Oracle Team USA scored its first official point of the America's Cup Finals on Sunday, turning the tide by dominating the race from start to finish before Emirates Team New Zealand held on to win the second race of the day.
The best-of-17 series now stands at 7-1 in favor of New Zealand. Oracle has won three of 10 races, but received no points for its first two victories as a penalty for infractions during America's Cup World Series events last year. The Kiwis need just two more victories to take the trophy back to New Zealand for the first time since 2000.
Oracle skipper Jimmy Spithill maneuvered like the defending champion that he is during the pre-start of the first race, forcing New Zealand to slow as both teams approached the start, then taking off ahead of the Kiwis.
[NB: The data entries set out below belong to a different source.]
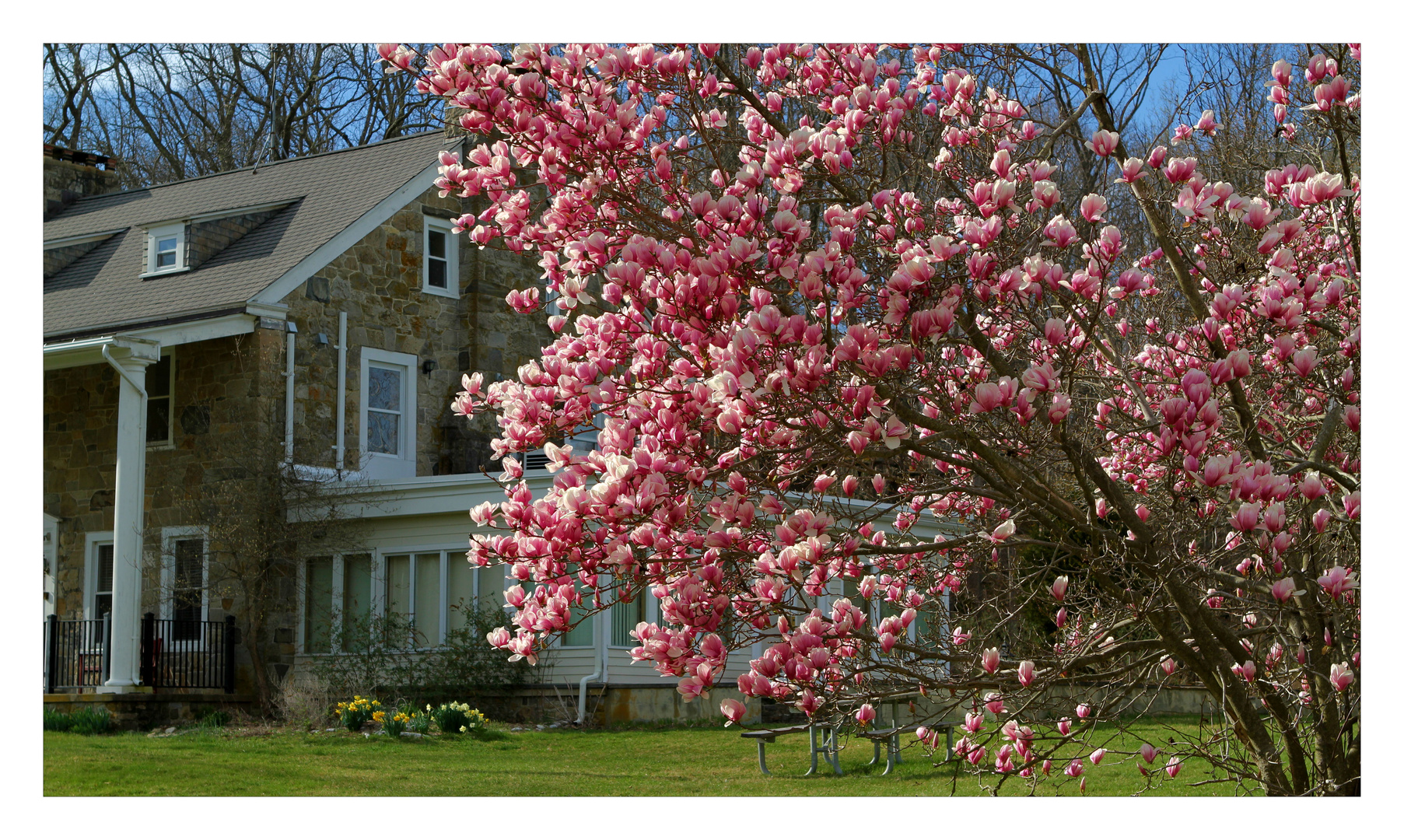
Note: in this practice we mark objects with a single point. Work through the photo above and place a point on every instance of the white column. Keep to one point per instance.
(129, 500)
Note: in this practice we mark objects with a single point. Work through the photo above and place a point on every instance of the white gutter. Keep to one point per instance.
(289, 392)
(601, 665)
(341, 390)
(124, 374)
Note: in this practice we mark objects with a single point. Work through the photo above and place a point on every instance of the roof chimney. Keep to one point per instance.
(69, 176)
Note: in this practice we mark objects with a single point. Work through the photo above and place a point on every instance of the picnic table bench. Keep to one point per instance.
(823, 740)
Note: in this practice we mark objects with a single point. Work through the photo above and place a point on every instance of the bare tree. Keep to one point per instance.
(172, 111)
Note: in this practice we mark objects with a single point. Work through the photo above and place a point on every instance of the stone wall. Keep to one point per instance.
(65, 181)
(222, 409)
(378, 282)
(228, 402)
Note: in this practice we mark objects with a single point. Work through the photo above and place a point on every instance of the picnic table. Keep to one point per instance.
(891, 738)
(823, 740)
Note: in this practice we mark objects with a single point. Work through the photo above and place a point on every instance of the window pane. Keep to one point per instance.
(355, 603)
(460, 589)
(427, 600)
(624, 618)
(317, 607)
(583, 634)
(159, 378)
(190, 564)
(492, 580)
(397, 597)
(439, 273)
(158, 420)
(382, 433)
(385, 390)
(104, 568)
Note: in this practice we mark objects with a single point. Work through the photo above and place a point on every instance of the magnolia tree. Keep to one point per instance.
(818, 298)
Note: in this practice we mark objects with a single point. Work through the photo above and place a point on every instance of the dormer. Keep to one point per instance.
(183, 245)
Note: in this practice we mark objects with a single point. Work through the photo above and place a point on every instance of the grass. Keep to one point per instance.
(678, 761)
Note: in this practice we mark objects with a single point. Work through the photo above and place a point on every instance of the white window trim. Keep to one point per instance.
(169, 537)
(382, 465)
(450, 256)
(170, 416)
(155, 235)
(90, 541)
(378, 586)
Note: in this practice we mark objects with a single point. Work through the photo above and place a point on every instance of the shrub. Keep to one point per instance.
(378, 658)
(79, 723)
(359, 712)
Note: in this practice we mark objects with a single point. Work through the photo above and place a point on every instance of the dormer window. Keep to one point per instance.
(166, 249)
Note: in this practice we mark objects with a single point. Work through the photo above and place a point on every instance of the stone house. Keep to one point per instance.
(305, 322)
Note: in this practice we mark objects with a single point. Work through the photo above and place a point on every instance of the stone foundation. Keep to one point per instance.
(141, 711)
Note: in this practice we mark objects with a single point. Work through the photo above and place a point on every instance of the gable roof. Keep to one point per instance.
(329, 195)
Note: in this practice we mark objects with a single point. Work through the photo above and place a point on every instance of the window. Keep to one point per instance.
(388, 402)
(160, 380)
(99, 585)
(439, 257)
(166, 249)
(625, 617)
(425, 596)
(184, 583)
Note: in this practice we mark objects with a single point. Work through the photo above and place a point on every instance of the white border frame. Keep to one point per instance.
(90, 541)
(381, 465)
(155, 235)
(170, 416)
(450, 256)
(169, 537)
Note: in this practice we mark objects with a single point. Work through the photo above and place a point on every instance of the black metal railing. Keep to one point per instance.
(76, 653)
(174, 653)
(184, 653)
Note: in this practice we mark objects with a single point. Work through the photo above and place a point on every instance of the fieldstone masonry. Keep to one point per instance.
(232, 390)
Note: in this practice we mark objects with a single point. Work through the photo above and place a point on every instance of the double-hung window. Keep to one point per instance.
(166, 249)
(388, 402)
(184, 583)
(416, 597)
(160, 380)
(99, 579)
(439, 257)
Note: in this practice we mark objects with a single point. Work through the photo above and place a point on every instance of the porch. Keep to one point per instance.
(174, 655)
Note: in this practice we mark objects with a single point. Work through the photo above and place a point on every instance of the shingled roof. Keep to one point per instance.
(103, 289)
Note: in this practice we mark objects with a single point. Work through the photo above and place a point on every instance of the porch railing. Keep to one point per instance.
(174, 653)
(76, 653)
(181, 653)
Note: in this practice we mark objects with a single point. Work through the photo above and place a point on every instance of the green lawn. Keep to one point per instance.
(681, 761)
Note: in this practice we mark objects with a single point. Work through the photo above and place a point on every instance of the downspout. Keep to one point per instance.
(288, 395)
(601, 666)
(341, 390)
(124, 374)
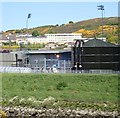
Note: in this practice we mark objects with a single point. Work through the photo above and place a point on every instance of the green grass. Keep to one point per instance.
(85, 88)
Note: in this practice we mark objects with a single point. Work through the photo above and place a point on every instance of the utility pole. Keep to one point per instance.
(101, 7)
(29, 16)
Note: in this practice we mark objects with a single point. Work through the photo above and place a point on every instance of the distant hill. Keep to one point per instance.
(88, 28)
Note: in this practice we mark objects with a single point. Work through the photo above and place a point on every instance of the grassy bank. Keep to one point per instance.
(68, 89)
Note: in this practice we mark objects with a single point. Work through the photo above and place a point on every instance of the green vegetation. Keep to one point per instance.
(61, 90)
(35, 33)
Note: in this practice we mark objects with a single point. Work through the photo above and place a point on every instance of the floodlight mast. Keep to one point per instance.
(101, 7)
(29, 16)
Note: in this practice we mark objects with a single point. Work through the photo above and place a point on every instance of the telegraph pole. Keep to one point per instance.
(101, 7)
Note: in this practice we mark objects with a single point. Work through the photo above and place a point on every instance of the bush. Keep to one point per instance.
(61, 85)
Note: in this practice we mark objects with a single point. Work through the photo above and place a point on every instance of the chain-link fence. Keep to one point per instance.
(50, 66)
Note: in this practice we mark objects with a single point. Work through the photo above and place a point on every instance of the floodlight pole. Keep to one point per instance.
(29, 16)
(101, 7)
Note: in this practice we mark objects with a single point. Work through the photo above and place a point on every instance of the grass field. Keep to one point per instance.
(68, 89)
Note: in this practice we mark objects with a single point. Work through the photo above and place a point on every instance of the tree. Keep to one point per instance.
(35, 33)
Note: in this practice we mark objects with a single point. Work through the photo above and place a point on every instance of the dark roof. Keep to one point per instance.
(98, 43)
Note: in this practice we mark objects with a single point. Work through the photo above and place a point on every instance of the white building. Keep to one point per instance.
(52, 38)
(62, 38)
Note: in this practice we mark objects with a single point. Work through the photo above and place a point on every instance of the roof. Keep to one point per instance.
(48, 51)
(98, 43)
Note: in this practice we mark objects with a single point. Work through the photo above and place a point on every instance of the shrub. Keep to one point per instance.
(61, 85)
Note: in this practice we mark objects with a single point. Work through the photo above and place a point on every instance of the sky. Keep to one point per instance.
(14, 14)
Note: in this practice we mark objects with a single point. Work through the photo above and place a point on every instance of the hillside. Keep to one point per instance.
(89, 28)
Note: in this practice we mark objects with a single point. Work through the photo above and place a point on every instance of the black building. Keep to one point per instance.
(95, 54)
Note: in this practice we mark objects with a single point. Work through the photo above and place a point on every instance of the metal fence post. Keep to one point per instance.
(64, 66)
(45, 64)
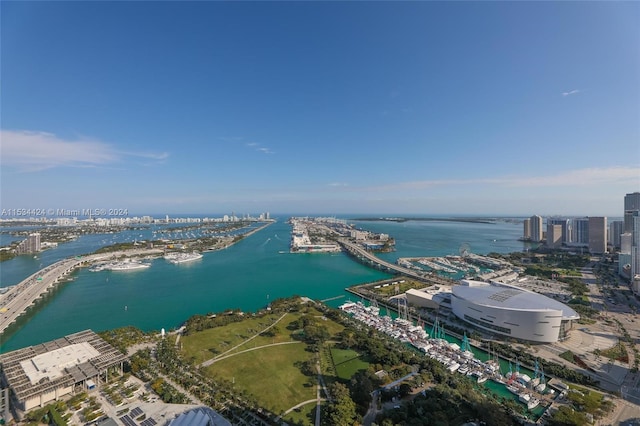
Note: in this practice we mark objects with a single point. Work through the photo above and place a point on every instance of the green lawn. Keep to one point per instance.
(347, 362)
(270, 375)
(209, 343)
(304, 415)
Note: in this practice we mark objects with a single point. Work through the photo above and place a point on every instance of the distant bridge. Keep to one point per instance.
(20, 297)
(369, 258)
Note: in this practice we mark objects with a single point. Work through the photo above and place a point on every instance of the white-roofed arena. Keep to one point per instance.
(511, 311)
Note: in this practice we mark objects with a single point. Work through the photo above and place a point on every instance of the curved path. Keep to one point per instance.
(216, 358)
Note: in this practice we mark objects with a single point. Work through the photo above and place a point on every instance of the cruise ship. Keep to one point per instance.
(125, 265)
(176, 258)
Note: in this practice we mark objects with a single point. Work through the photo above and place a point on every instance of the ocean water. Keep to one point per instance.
(246, 275)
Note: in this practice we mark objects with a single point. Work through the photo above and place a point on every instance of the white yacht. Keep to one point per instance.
(176, 258)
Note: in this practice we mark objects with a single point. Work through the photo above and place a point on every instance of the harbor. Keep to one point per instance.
(459, 357)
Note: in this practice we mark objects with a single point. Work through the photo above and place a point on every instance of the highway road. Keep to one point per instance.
(18, 298)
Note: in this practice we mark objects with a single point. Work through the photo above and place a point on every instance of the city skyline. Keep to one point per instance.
(321, 108)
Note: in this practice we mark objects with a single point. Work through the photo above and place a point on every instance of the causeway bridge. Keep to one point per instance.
(20, 297)
(368, 257)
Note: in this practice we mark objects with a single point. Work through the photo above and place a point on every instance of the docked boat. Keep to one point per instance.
(513, 389)
(176, 258)
(529, 400)
(127, 266)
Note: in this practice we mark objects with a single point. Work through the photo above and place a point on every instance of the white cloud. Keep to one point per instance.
(34, 151)
(571, 92)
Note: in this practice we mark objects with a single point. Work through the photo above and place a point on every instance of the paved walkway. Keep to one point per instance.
(216, 358)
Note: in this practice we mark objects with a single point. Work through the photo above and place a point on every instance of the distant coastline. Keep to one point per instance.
(425, 219)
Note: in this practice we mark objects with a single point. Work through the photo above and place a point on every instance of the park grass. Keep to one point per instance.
(347, 362)
(203, 345)
(269, 374)
(207, 344)
(304, 415)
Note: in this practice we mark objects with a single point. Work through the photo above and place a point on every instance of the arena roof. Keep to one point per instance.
(504, 296)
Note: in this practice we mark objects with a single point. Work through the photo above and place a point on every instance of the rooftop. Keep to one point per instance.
(509, 297)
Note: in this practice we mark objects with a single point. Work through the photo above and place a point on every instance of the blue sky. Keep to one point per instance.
(511, 108)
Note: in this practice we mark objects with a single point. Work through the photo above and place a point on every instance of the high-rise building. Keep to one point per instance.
(631, 204)
(616, 228)
(30, 245)
(526, 229)
(635, 247)
(565, 226)
(554, 235)
(580, 231)
(597, 234)
(536, 228)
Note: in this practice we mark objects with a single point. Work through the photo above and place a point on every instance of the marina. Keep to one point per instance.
(230, 274)
(177, 258)
(125, 265)
(454, 357)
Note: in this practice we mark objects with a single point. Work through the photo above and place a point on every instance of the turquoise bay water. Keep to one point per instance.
(246, 275)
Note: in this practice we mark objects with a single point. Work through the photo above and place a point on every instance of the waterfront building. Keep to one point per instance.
(631, 204)
(201, 416)
(580, 231)
(565, 228)
(39, 374)
(536, 228)
(635, 249)
(554, 235)
(511, 311)
(526, 229)
(597, 234)
(30, 245)
(616, 228)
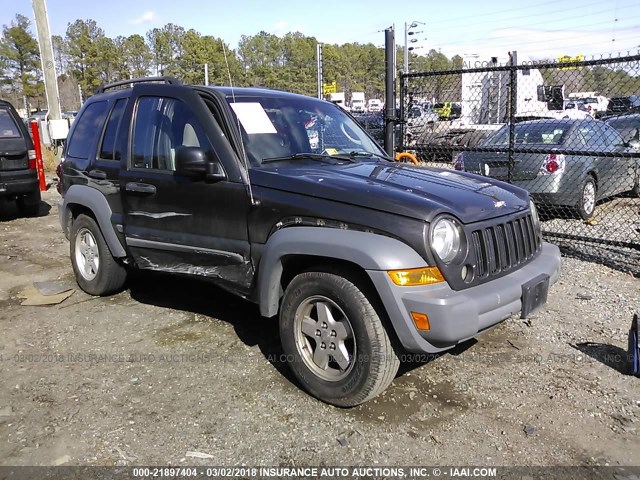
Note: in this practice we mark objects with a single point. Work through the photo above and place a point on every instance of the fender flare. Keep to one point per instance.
(368, 250)
(96, 202)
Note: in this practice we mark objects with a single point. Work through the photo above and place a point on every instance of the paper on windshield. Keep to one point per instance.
(253, 118)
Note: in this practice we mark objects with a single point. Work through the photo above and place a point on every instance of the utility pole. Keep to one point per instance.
(390, 91)
(46, 55)
(319, 68)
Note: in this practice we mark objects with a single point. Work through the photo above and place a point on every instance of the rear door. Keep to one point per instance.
(15, 142)
(173, 222)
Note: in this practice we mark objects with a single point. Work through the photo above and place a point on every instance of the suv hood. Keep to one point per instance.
(416, 192)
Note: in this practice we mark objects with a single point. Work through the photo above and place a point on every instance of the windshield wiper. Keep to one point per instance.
(308, 156)
(359, 153)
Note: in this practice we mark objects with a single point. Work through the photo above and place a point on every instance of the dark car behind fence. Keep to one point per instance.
(582, 167)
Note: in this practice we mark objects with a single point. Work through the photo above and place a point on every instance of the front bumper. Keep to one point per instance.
(18, 182)
(456, 316)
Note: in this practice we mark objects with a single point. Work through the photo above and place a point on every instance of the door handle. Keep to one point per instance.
(97, 174)
(143, 188)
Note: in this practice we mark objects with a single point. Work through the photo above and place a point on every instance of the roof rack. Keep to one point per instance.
(169, 80)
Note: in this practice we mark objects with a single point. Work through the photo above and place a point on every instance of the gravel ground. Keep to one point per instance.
(170, 367)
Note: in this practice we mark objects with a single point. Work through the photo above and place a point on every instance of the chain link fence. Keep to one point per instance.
(565, 131)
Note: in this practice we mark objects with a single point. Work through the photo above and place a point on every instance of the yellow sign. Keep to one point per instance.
(328, 88)
(568, 59)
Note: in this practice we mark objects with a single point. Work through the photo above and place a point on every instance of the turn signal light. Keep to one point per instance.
(416, 276)
(421, 320)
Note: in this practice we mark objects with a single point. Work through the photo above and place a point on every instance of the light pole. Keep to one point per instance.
(407, 33)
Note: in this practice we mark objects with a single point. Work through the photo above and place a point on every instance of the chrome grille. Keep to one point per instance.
(502, 247)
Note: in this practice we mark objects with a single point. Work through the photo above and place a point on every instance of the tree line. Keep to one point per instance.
(86, 58)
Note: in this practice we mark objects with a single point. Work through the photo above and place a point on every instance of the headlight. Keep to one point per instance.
(534, 215)
(445, 239)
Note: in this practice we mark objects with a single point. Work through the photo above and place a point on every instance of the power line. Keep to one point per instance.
(443, 24)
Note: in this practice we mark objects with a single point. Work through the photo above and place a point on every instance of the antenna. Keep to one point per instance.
(245, 162)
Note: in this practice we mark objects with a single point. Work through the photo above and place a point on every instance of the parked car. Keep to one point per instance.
(373, 123)
(556, 179)
(360, 256)
(627, 125)
(448, 110)
(596, 105)
(618, 105)
(419, 122)
(18, 174)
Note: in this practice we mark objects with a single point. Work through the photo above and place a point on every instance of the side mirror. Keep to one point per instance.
(193, 162)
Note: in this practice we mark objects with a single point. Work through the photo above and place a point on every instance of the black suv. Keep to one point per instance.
(286, 201)
(18, 174)
(618, 105)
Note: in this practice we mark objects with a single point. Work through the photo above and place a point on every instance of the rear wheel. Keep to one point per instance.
(97, 272)
(334, 340)
(29, 204)
(587, 203)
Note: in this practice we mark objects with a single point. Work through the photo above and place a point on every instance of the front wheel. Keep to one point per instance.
(587, 203)
(97, 272)
(334, 340)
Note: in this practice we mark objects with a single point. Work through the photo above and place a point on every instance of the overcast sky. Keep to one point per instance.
(546, 29)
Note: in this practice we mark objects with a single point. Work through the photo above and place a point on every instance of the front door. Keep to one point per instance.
(176, 223)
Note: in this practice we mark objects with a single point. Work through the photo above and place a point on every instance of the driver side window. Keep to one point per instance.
(161, 126)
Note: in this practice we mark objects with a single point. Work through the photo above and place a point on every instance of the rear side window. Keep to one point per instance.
(162, 125)
(8, 126)
(108, 150)
(87, 129)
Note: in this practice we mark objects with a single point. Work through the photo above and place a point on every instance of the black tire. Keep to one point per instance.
(97, 272)
(29, 205)
(365, 362)
(588, 195)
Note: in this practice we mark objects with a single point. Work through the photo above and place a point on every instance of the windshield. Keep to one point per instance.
(543, 132)
(288, 126)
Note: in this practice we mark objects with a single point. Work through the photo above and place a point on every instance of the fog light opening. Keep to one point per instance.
(467, 273)
(421, 320)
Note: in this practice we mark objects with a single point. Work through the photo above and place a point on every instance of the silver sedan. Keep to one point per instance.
(571, 179)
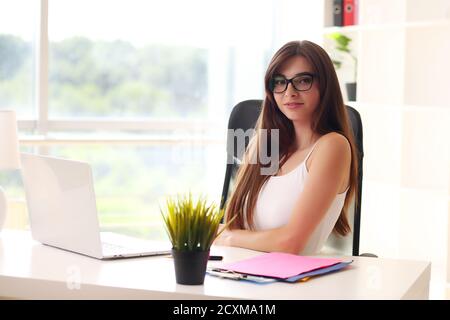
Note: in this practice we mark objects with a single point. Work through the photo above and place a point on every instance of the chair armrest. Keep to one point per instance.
(368, 255)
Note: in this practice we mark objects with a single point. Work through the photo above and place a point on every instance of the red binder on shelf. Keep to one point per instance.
(349, 12)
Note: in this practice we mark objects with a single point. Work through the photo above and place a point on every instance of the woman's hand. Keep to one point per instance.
(224, 239)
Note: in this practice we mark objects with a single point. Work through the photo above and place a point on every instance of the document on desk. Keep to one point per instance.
(284, 266)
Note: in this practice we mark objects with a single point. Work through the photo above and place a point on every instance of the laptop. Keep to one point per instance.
(63, 213)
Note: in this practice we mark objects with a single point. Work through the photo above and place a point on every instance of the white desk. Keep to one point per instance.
(30, 270)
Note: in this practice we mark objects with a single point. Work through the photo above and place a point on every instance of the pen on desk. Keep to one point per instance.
(215, 258)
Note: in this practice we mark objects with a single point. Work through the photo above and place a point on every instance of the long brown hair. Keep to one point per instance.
(330, 116)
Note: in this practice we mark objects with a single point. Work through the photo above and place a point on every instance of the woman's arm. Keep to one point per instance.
(329, 171)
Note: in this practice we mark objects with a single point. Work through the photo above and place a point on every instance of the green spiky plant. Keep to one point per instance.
(192, 225)
(342, 43)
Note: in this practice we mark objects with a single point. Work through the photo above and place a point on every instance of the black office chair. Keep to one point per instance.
(244, 116)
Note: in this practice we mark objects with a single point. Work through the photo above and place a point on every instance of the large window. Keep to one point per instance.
(17, 43)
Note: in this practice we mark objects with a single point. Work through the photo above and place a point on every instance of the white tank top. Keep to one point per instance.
(276, 202)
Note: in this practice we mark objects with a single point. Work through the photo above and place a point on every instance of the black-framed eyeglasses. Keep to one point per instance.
(301, 82)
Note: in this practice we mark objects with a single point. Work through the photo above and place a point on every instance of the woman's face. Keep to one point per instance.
(297, 105)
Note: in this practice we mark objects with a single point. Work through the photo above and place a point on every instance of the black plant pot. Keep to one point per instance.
(351, 91)
(190, 266)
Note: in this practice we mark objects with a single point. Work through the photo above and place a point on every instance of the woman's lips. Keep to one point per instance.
(294, 105)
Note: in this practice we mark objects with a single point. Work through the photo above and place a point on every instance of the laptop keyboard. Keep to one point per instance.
(109, 247)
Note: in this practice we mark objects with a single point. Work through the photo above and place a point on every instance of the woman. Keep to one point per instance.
(296, 209)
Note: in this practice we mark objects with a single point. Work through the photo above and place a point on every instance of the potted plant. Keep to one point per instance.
(192, 226)
(342, 44)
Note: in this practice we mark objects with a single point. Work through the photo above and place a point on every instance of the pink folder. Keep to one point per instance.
(279, 265)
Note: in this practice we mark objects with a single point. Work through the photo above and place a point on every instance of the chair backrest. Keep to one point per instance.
(244, 116)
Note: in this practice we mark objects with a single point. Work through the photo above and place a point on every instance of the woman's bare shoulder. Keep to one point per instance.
(334, 138)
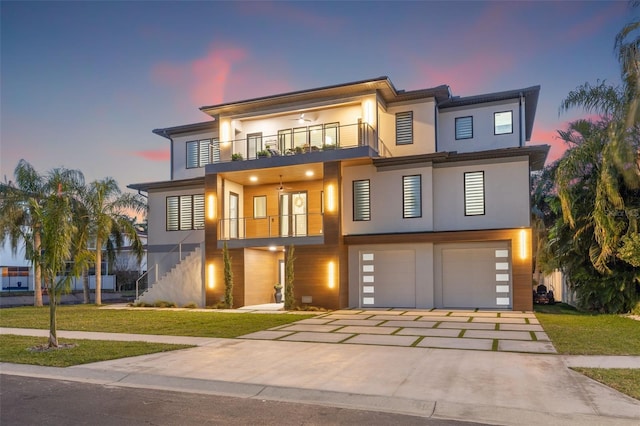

The Americans increased their lead at each gate, finishing 47 seconds ahead. The win was the first Oracle has scored without the benefit of a mistake from New Zealand — the Kiwis had a penalty in Race 4 a week ago, and nearly capsized in Race 8 on Saturday.
The second race of the day was the most competitive of the series so far, with four lead changes and one mistake from Oracle on the fourth leg making all the difference.
The teams were separated by only one second at the end of the third leg, and a decision to slow down to cut behind New Zealand on the fourth leg saw the Kiwis' lead jump from about 20 meters to more than 100 in mere seconds. From there, Oracle was unable to make up the difference, crossing the finish line 17 seconds behind New Zealand.
"It was very important to bounce back after Race 1," New Zealand skipper Dean Barker said. "The Oracle boat sailed a great first race, and there were no opportunities for us there at all. The second one was a very close one. ... We felt we were in a pretty strong position at the bottom, and they sailed again a good upwind and they were right there at the top. I think if you didn't enjoy today's racing out there, you probably should watch another sport."
The changes Oracle made to its boat a few days ago appear to be paying off, as the disadvantage it had in the upwind leg through the first half-dozen races has all but disappeared.
"I wish we had made them about a year ago to be honest," Spithill said of the changes. "I think we might have found a few more. This is the name of the game. This is a development boat. Like any racing sport, ... you're constantly learning how to race. We finally get to the race now, and this is the most we'll learn really, lining up against these guys, I'm sure they're the same. Hindsight is a beautiful thing, but the important thing is how you react, and how you go from here on."
New Zealand has a chance to finish the series off if it can sweep two scheduled races Tuesday.